По прилете в Венгрию мы первым делом замерзли. Привычка к мягким флоридским зимам совершенно изгладила память о том, как холодно бывает в Будапеште в феврале. А я вообще тропическая девочка. «Так почему же, — думала я, — меня вечно несет туда, где холодно?»

И тут аэропорт огласился громким, раскатистым смехом. Он был как напоминание о жизни двадцать лет назад.

— Сервусток! — закричал наш старый друг Фери Дер, приветствуя нас по-венгерски, с объятиями и поцелуями.

Джон подружился с Фери, пока мы жили в Будапеште. Вместе играли в бейсбол (им тогда болела вся Венгрия) в команде, где правила знал один Джон. Я же и в годы нашей жизни в Будапеште редко встречалась с Фери, и вот теперь он, собственной персоной, двадцать лет спустя.

— Сервусток, друзья мои! Сервусток! Так приятно вас видеть. Сейчас подгоню машину.

Когда мы уезжали из Будапешта в 1994-м, улицы города коптили советские и восточногерманские автомобили. Особенно один из них, «трабант», ездивший на смеси нефти и газа, изрыгал такое количество выхлопных газов, что от них крошились старинные фасады. Фери водил тогда грузовик марки «баркаш», типичный образчик восточногерманских технологий, который вечно ломался.

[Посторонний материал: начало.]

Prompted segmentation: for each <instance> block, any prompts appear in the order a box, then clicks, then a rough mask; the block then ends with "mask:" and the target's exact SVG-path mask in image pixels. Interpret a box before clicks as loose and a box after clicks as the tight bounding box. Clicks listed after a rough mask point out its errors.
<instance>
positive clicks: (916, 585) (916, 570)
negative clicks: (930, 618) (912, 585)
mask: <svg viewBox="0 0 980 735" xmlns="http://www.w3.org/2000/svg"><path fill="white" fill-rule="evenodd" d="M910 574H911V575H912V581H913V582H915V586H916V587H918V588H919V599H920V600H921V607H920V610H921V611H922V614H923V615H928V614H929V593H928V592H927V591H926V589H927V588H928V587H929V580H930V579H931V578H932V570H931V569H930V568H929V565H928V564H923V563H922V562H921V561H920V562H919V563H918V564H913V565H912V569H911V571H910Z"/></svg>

На этот раз, пока Джон подводил меня к обочине, мы заметили белый «Кадиллак-Эскалада».

— Бог ты мой, как странно его здесь видеть, — сказал Джон.

И тут из «кадиллака» выпорхнул смеющийся Фери.

Всю дорогу из аэропорта мы наблюдали изменения последних двадцати лет. Бензозаправки, немецкая бакалея, рекламные щиты, огромные коробки универсамов и даже — господи помоги! — стрип-моллы. Некогда темные улицы сверкали неоновыми огнями. На первых этажах ренессансных домов светились витрины новехоньких, с иголочки, аптек.

«Не надо грустить о прошлом, — говорила я себя. — Принимай новую жизнь».

В 1994 году Фери жил в лачуге на окраине Будапешта и строил дом своей мечты. Его тогдашнее жилье напоминало ящик из фанеры с койкой внутри. Фери копил деньги, откладывая каждую свободную банкноту. Джон помогал ему строить глиняные стены почти двухфутовой толщины, которые они совком и лопатой возводили по футу зараз. А однажды вместе пошли в лес и выбрали там несущую балку для дома.

Теперь мы подъезжали к воплощенной мечте: квадратному двухэтажному сельскому дому посреди Будапешта. Кусочку прошлого в постсоветском мире.

Фери показал нам все подробности: фестончатую черепицу на кровле, полы с подогревом, сельскую хлебную печь, плетеную изгородь, так не похожую на ограды из металлических цепочек, которыми были обнесены соседние дворы. А железные петли для окон Фери выковал сам.

— Все сто двадцать четыре штуки!

И наконец, его самая большая слабость — поместительный винный погреб. Стены в нем были выложены особым камнем, специально привезенным из винодельческих областей Венгрии. Только на нем растет та черная плесень, которая сообщает неповторимый вкус вину.